Hovsep Shishmanian (Constantinople/Istanbul 1822 – Tiflis/Tbilisi 1888), Ottoman Armenian educator and historical novelist better known by his pen name Dzerents, lost both parents at a young age and was sent to the Armenian Catholic Mekhitarist Congregation in Venice in 1831. Unlike his classmate, Ghevont Alishan, Shishmanian did not enter the clergy and returned to Constantinople in 1837, where he was apprenticed to a pharmacist and taught in Armenian schools. In 1848, he travelled to Paris to study medicine, earning his medical degree in 1853. During this time, Shishmanian also taught at the Mekhitarist school in Paris, where the future Ottoman Armenian intellectual Madteos Mamourian was among his pupils.
In the 1850s and 1860s, Shishmanian, having returned to Constantinople, worked to create a sense of national unity among Apostolic and Catholic Armenians, whose leadership had been at odds for decades. He also took part in charitable associations that sought to spread education and improve economic conditions among Armenians outside urban centres, particularly in the region of Cilicia. Cilicia was the setting of Shishmanian’s first historical novel, which he began writing while working as a physician in Cyprus in the mid-1870s. Along with Hakob Melik Hakobian (Raffi) and Madteos Mamourian, Shishmanian is one of the few Armenian historical novelists.
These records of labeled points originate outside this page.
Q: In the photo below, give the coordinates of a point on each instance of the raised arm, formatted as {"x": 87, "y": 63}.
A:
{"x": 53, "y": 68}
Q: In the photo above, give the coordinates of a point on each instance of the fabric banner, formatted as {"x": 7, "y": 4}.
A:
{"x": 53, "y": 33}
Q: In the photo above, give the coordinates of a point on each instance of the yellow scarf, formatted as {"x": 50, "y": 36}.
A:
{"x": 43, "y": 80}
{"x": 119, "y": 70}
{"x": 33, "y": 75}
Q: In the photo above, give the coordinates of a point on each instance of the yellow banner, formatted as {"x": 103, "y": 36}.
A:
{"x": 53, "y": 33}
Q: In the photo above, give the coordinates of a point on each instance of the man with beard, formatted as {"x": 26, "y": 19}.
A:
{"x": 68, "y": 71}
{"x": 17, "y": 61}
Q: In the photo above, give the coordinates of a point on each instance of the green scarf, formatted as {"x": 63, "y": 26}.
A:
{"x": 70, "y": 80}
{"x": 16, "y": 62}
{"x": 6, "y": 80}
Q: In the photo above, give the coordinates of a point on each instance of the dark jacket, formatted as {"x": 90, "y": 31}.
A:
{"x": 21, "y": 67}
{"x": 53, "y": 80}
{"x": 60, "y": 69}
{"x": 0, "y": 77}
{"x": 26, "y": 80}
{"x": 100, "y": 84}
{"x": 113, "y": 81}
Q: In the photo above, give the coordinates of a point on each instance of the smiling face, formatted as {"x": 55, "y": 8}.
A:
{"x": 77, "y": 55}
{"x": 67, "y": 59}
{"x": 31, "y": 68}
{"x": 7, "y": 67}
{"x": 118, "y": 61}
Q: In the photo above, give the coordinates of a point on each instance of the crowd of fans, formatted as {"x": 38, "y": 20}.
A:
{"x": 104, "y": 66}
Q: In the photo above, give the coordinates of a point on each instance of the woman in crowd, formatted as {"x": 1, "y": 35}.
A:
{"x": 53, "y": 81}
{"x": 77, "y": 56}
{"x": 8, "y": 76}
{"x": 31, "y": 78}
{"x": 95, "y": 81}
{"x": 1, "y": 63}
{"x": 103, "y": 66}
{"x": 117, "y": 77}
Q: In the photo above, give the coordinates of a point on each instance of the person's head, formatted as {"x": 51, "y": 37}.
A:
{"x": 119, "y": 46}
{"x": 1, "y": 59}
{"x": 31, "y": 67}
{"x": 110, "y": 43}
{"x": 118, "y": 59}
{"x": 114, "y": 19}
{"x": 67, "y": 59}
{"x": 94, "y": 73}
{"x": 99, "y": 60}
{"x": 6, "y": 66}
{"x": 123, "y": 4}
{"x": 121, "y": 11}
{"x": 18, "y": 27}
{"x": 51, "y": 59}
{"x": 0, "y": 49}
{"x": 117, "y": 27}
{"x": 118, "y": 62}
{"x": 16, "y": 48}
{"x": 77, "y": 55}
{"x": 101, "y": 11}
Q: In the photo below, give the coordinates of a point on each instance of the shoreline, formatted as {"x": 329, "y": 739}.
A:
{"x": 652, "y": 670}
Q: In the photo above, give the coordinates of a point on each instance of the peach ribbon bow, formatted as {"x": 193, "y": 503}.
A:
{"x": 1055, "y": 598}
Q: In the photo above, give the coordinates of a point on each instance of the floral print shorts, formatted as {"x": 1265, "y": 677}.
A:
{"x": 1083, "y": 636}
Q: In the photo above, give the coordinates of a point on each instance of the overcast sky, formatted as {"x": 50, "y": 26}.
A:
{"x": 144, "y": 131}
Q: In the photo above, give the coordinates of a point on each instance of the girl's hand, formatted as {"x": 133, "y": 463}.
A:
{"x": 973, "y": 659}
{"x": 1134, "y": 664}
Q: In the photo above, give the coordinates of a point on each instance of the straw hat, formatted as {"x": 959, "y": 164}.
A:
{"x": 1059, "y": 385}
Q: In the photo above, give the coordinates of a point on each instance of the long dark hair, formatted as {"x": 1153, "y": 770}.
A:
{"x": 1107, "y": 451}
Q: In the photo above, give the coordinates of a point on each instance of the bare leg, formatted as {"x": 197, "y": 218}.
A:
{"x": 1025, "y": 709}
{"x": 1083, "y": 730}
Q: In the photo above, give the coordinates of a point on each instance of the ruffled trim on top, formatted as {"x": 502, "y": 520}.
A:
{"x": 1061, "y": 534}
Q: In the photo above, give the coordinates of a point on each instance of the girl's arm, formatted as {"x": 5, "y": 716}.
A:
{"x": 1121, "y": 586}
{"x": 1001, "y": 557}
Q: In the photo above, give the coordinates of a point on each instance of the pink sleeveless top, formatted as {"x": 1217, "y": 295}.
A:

Toros Lewoni (“Toros, son of Levon”) was published in 1877. Set in 12th-century Cilicia, during a period of Armenian rule over that region, it relates the struggle of an Armenian prince to resist Byzantine control during the Crusades and to restore Armenian statehood. Shismanian’s second historical novel, Erkunk Innerord Daru (“Travails of the 9th century”, 1879), explores similar themes of national liberation, this time during a 9th-century Armenian revolt against the Abbasid Caliphate. His third and final historical novel, Theodoros Rshtuni, was published in 1881 and is set in the 7th century – yet another period in which Shishmanian situates a drive to establish Armenian statehood. The title character, an Armenian prince, attempts to unite Armenians against Byzantine, Persian and Arab political control. These last two novels were published in the wake of the Russo-Turkish War and the Congress of Berlin, which created independent states out of former Ottoman provinces and stimulated the development of a national liberation ideology among Ottoman Armenian intellectuals.
Shishmanian moved to Russian-governed Tbilisi in 1878, where he taught in an Armenian school. He spent the final decade of his life traveling between Constantinople, Paris and Tbilisi.